By Dalia Marin
Since the mid-2000s, productivity growth in advanced economies has been anemic. Average annual productivity growth in the United States from 2005 to 2016 was just 1.3%, less than half of the 2.8% annual growth rate recorded between 1995 and 2004. Across other OECD countries, annual productivity growth declined from 2.3% in the 1995-2004 period to 1.1% between 2005 and 2015.
This sluggish growth appears paradoxical, given recent rapid advances in digital innovation and artificial intelligence. As Erik Brynjolfsson, Daniel Rock, and Chad Syverson have noted, “we see transformative new technologies everywhere but in the productivity statistics.” But might the COVID-19 pandemic help to resolve the paradox by accelerating firms’ adoption of robots and other labor-saving innovations, thereby boosting productivity growth?
Recent research that I co-authored shows that the pandemic has prompted an increasing number of rich-country firms to reduce their reliance on global supply chains and invest more in robots at home. This is because the pandemic has changed the relative costs of these two production models. Global supply chains have become costlier and more uncertain, with many firms anticipating further lockdown-related disruptions to production. At the same time, the decrease in interest rates during the ongoing economic crisis has enabled cheaper financing, thereby lowering the cost of a robot relative to that of a worker.
As a result, firms in developed countries are expected to reshore production – from China, for example – and invest in German or US robots instead. We estimate that the increase in uncertainty owing to the pandemic could reduce global supply-chain activity by 35%. That decrease, coupled with lower interest rates, could boost robot adoption in rich countries by 76% (although here, too, rising uncertainty could deter investment).
Whether the switch from supply chains to robots increases productivity growth in advanced economies will depend on whether robots create larger productivity gains than offshore workers do. Fortunately, we have empirical evidence that could point toward an answer.
Offshoring production to China or Eastern Europe increased developed-country firms’ productivity, because wages in these regions were much lower than at home. For example, German companies’ use of Eastern European rather than German workers in parts of their supply chains resulted in economy-wide productivity gains that contributed to Germany’s “super-competitiveness.”
Estimating the productivity gains from introducing robots is far trickier, because the outcome depends on whether firms use the robots simply to replace workers, or instead reorganize production in order to exploit the potential that AI offers. Doing the latter can create entirely new jobs that foster rapid productivity growth.
But recent research by Daron Acemoglu and Pascual Restrepo suggests that US firms nowadays use robots primarily to automate tasks previously performed by workers rather than to create new jobs. They found that between 1947 and 1987, labor displacement as a result of automation was offset by reinstatement of labor into new jobs created by other new technologies. In the last three decades, however, worker displacement has far outpaced reinstatement. As a result, the labor share in US GDP (the share of income that goes to workers) has been declining since the mid-1980s. Firms’ focus on automation may explain why productivity growth has been so anemic in recent years, despite the AI revolution.

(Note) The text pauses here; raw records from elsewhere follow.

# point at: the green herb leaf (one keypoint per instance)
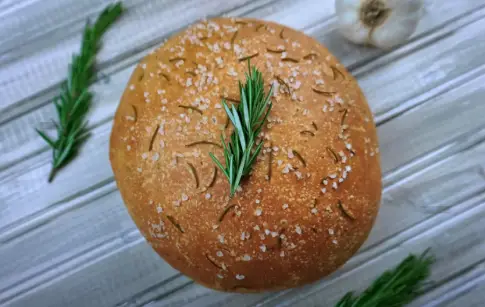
(396, 287)
(74, 102)
(248, 120)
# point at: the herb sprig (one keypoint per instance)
(396, 287)
(248, 120)
(74, 102)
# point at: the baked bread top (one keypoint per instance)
(314, 191)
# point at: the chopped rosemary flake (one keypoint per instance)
(275, 50)
(191, 108)
(150, 146)
(240, 22)
(176, 59)
(248, 57)
(346, 211)
(310, 56)
(226, 210)
(135, 113)
(307, 132)
(315, 126)
(270, 163)
(288, 59)
(194, 173)
(141, 76)
(174, 222)
(282, 82)
(344, 115)
(203, 143)
(322, 92)
(213, 262)
(280, 240)
(297, 154)
(165, 76)
(333, 154)
(336, 73)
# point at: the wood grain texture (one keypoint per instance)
(88, 251)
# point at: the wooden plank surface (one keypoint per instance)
(72, 243)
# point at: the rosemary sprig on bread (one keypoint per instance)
(248, 119)
(73, 104)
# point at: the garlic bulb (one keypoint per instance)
(382, 23)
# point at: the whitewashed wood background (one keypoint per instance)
(72, 243)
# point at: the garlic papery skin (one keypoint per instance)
(381, 23)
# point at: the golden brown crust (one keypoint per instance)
(314, 192)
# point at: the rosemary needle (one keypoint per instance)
(248, 120)
(74, 102)
(396, 287)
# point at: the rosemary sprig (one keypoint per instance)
(394, 288)
(74, 102)
(248, 120)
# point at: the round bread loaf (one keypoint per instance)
(314, 191)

Moreover, studies of technological innovation suggest that there is a long implementation lag until a new technology’s potential is fully revealed. Applying new technologies takes considerable time, and the more profound and far-reaching the potential restructuring, the longer the time lag between the initial invention and the complete economic impact. The full benefit of the technology often requires time-consuming complementary investments, such as organizational changes.
These findings suggest that the pandemic will not start to accelerate productivity growth anytime soon. That in turn has important implications for the future of world trade. In the period of hyper-globalization from 1990 to 2008, global supply chains accounted for 60-70% of the growth in world trade, as rich-country firms relocated production to Eastern Europe and China in order to benefit from lower labor costs. They then imported the inputs manufactured in these regions to their home market, boosting growth in trade in intermediate goods.
Supply-chain disruption and reshoring will likely slow world trade unless productivity growth accelerates in advanced economies. If the adoption of robots increases rich-country firms’ productivity, they will become more competitive and produce more. They will thus import more intermediate inputs from developing countries.
The World Bank’s Erhan Artuc, Paulo Bastos, and Bob Rijkers argued along these lines in a 2018 paper that presented a more optimistic outlook for world trade. But another recent study shows that robot adoption in the US has led firms to withdraw supply chains from Mexico, eliminating some jobs that previously had been offshored there.
The COVID-19 pandemic has had a large, abrupt, and measurable impact on the global economy and firms’ business models. But its effects on productivity growth, possibly highly significant, will take longer to judge.
Dalia Marin is Professor of International Economics at the Technical University of Munich’s School of Management and a research fellow at the Centre for Economic Policy Research.